Authors:	George Rosenberger, Hannes Roest, Christina Ludwig, Ruedi Aebersold, Lars Malmstroem
Maintainer:	George Rosenberger <[email protected]>
License:	GPL (>= 3)
Version:	1.3.6
Built:	2025-03-15 04:42:29 UTC
Source:	https://github.com/cran/aLFQ

aLFQ

Description

Estimating Absolute Protein Quantities from Label-Free LC-MS/MS Proteomics Data

Details

Package:	aLFQ
Type:	Package
Version:	1.3.5
Date:	2019-04-30
Author:	George Rosenberger, Hannes Roest, Christina Ludwig, Ruedi Aebersold, Lars Malmstroem
Maintainer:	George Rosenberger <[email protected]>
Depends:	R (>= 2.15.0)
Imports:	data.table, plyr, caret, seqinr, lattice, randomForest, ROCR, reshape2, protiq, bio3d
Suggests:	testthat
License:	GPL version 3 or newer
URL:	https://github.com/aLFQ
NeedsCompilation:	no
Repository:	CRAN

Determination of absolute protein quantities is necessary for multiple applications, such as mechanistic modeling of biological systems. Quantitative liquid chromatography tandem mass spectrometry (LC-MS/MS) proteomics can measure relative protein abundance on a system-wide scale. To estimate absolute quantitative information using these relative abundance measurements requires additional information such as heavy-labeled references of known concentration. Multiple methods have been using different references and strategies; some are easily available whereas others require more effort on the users end. Hence, we believe the field might benefit from making some of these methods available under an automated framework, which also facilitates validation of the chosen strategy. We have implemented the most commonly used absolute label-free protein abundance estimation methods for LC-MS/MS modes quantifying on either MS1-, MS2-levels or spectral counts together with validation algorithms to enable automated data analysis and error estimation. Specifically, we used Monte-carlo cross-validation and bootstrapping for model selection and imputation of proteome-wide absolute protein quantity estimation.

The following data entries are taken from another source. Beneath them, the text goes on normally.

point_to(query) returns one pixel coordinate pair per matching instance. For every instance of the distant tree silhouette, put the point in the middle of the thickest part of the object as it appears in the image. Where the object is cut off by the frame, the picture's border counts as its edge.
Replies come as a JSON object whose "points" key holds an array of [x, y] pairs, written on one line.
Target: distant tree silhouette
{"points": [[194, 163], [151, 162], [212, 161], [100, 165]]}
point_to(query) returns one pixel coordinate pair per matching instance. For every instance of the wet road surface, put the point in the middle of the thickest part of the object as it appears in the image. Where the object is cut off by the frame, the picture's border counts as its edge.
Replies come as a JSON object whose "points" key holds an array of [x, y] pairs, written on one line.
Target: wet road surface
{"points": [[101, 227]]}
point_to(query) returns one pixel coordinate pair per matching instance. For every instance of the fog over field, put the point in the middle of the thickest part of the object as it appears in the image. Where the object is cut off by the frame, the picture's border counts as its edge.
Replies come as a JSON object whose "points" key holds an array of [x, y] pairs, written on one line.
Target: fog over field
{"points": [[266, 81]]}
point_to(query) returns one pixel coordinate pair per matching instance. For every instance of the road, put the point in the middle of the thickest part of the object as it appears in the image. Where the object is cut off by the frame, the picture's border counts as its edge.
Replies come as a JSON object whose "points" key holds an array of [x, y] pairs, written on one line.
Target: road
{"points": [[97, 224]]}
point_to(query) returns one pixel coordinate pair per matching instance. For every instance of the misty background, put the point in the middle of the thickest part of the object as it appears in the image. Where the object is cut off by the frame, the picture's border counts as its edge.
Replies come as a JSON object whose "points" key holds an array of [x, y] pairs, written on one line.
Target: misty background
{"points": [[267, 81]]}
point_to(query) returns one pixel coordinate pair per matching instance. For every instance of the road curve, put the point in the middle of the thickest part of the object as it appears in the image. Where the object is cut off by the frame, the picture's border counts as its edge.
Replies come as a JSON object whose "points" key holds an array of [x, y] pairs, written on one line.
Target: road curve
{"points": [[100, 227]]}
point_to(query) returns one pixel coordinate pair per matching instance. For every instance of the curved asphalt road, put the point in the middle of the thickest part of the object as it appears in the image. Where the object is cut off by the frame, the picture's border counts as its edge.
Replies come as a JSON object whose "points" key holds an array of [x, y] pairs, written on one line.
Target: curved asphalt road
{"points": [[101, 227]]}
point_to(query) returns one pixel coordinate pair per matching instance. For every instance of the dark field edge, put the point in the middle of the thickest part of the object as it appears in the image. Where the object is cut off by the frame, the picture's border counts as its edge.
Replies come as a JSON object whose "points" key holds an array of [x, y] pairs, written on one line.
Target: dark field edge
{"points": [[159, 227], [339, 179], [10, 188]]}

Our open-source software is written in the statistical programming language R and validated and demonstrated on a synthetic sample.

Examples

## Not run: help(package="aLFQ")
## Not run: help(package="aLFQ")

Absolute label-free quantification of mass spectrometry proteomics experiments

Description

Absolute label-free quantification of mass spectrometry proteomics experiments.

Usage

## Default S3 method:
AbsoluteQuantification(data, total_protein_concentration = 1, ...)
## S3 method for class 'AbsoluteQuantification'
cval(object, cval_method = "mc", mcx = 1000, ...)
## S3 method for class 'AbsoluteQuantification'
print(x, ...)
## S3 method for class 'AbsoluteQuantification'
plot(x, ...)
## S3 method for class 'AbsoluteQuantification'
hist(x, ...)
## S3 method for class 'AbsoluteQuantification'
pivot(x, ...)
## S3 method for class 'AbsoluteQuantification'
export(x, file, ...)
## Default S3 method:
AbsoluteQuantification(data, total_protein_concentration = 1, ...)
## S3 method for class 'AbsoluteQuantification'
cval(object, cval_method = "mc", mcx = 1000, ...)
## S3 method for class 'AbsoluteQuantification'
print(x, ...)
## S3 method for class 'AbsoluteQuantification'
plot(x, ...)
## S3 method for class 'AbsoluteQuantification'
hist(x, ...)
## S3 method for class 'AbsoluteQuantification'
pivot(x, ...)
## S3 method for class 'AbsoluteQuantification'
export(x, file, ...)

Arguments

`data`	a mandatory data frame containing the columns `"run_id"`, `"protein_id"`, `"response"`, and `"concentration"` as generated by ProteinInference. The id column can be defined in any format, while the `"response"` and `"concentration"` columns need to be numeric and in non-log form. The data may contain calibration data (with numeric `"concentration"` and test data (with `"concentration"` = "?"))
`total_protein_concentration`	the total protein concentration in the sample in any unit. This will be used for the normalized protein and concentration columns.
`object`	an `AbsoluteQuantification` object.
`cval_method`	a method for doing crossvalidation: `"boot"` (bootstrapping), `"mc"` (monte carlo cross-validation), `"loo"` (leaving-one-out).
`mcx`	a positive integer value of the number of folds for cross-validation.
`file`	the location of the output csv file.
`x`	an `AbsoluteQuantification` object.
`...`	future extensions.

Details

If absolute quantity estimation based on anchor peptides or proteins is demanded, the calibration peptide or protein abundance must be provided. Both estimated calibration protein intensities and separately determined calibration protein concentrations are log transformed and a first order linear least-squares regression of this log-log data is calculated. The abundance of the target proteins is predicted based on this regression. The error of the regression arises from biological and technical variation as well from the protein and peptide intensity estimators. To perform model selection and to estimate the error of the predicted protein concentrations, bootstrapping and Monte Carlo cross-validation as suggested (Malmstrom et al., 2009; Ludwig et al., 2012) were implemented. For both methods, the objective function is the minimization of the mean fold-error.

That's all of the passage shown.